Data Analysis Using Jupyter Notebook

Share And Visualize Important Data Findings: Jupyter Notebook

In a world where data is king, the tool stack used for processing and analyzing it is of growing importance. Specifically, turning the contents of those 1000 custom-formatted files into insights that drive concrete business actions requires a tool capable of both manipulating and visualizing trends in an intuitive fashion.

Finally, having discovered something worth sharing comes with another set of challenges: how do you share it in practice? Or more importantly, how do you make people trust your findings?

One take on this is the Jupyter Notebook. Jupyter Notebook is a spin-off of the IPython notebook project that emerged as the result of the limited capabilities in working interactively in a console. It captures both the REPL experience in getting instant feedback on code, while also including the documenting capabilities by graphically rendering Markdown and plots inline.

This way of working is related to Donald Knuth‘s thoughts on literate programming, where the logic of the program is intended to be read by humans instead of machines.

One of the reasons that Jupyter became an independent project is that it supports multiple interpreters, such as Julia, Python, and R. This makes you able to use the same computing environment for different languages.

The interpreter acts as a processing kernel for Jupyter Notebook and computing requests are sent from Jupyter’s interface to the kernel. The kernel processes the request and sends the result back to the Jupyter interface. To get more information on the designed architecture, see here.

Basics

The interactive environment is located in the web browser. It consists of input cells (which you execute) and output cells containing the results of the executed code.
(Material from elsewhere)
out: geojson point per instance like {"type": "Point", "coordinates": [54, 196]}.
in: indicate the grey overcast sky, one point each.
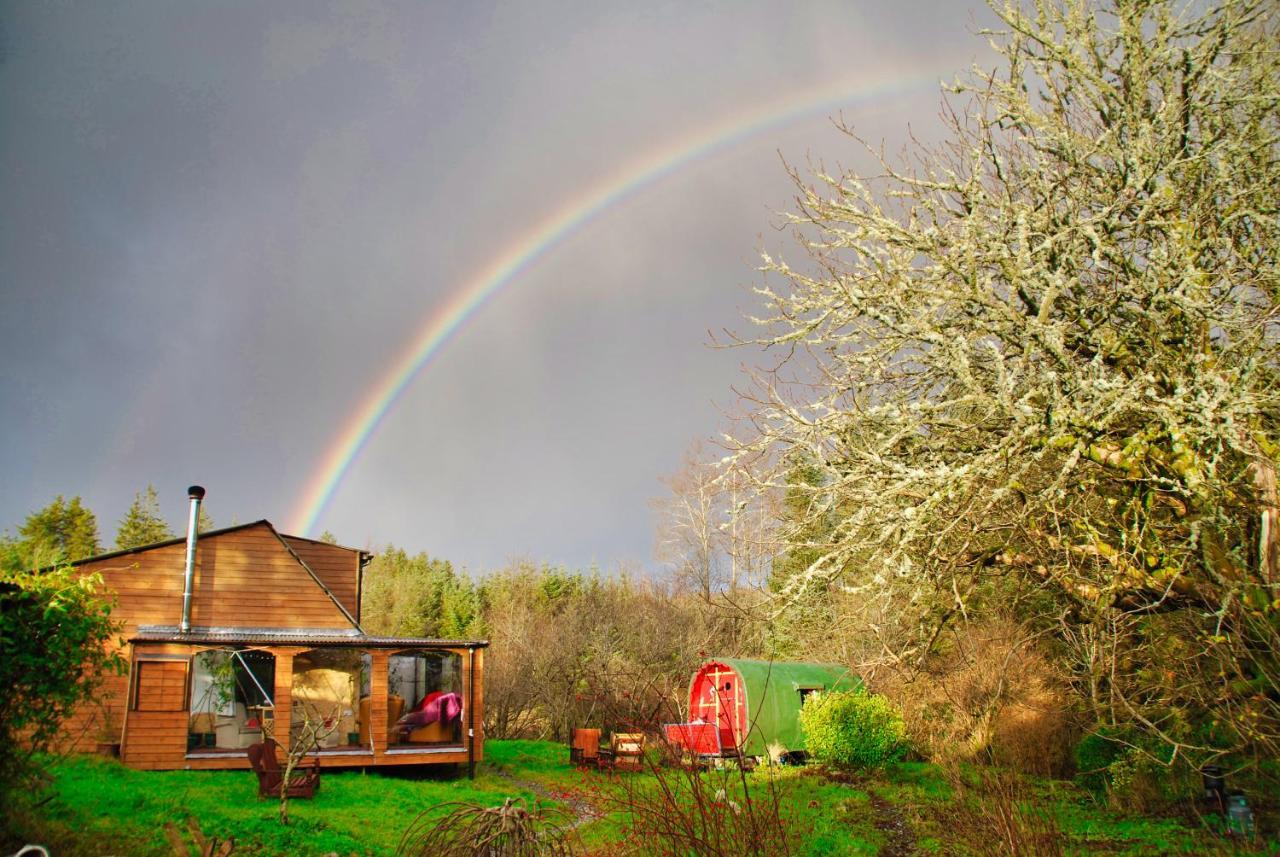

The content of the input cells may either be code executed against a chosen kernel, or it could be markdown formatted text (even latex) allowing you to embed the description of the work process right next to the actual code.

In this sense, Jupyter Notebook is the data science equivalent of a lab notebook as used by researchers performing experiments. It is the recipe for reproducing your analysis not only for yourself, but also for anyone interested.

To see this in action we have prepared a notebook on IBM’s Data Science Experience (DSX) platform – go take a look.

Mature Tool in a New Environment

Jupyter Notebook is in itself not useful for performing data science tasks. It depends on the ecosystem around the kernel being used. For Python, the packages numpy, pandas, and matplotlib have emerged as the de-facto standard when performing analysis of time series.

Jupyter allows data scientists to leverage these packages in a shareable environment that is directly accessible from a web interface. This may also be the reason why large organizations like IBM and Microsoft are adopting the technology as a service.

Exposing Jupyter as a cloud service, the user is allowed to integrate with other cloud services, such as an Object Storage service or an Apache Spark service. With these possible combinations of service integrations, the developer is able to quickly prototype using all sorts of data sources.

The Future

Currently, Jupyter notebook strives to deliver a more complete IDE experience and has therefore created a project called JupyterLab, which is the next generation of the Jupyter notebook.

This includes a file browser, terminal, and code/notebook editor. Furthermore, it will include the most popular extensions to Jupyter, such as auto save and code prettify, which is also found in common IDEs.

The large organizations also see a big potential in adapting the technology into their existing services. For instance, IBM has created the Data Science Experience that uses Jupyter notebook as its core, but they have also given an example showing how to integrate it with their SPSS Modeler. This creates a playground for interacting with IBM services in a fast and reproducible manner.

How the core of the Jupyter will develop is uncertain, but currently the community around it, is both large and active.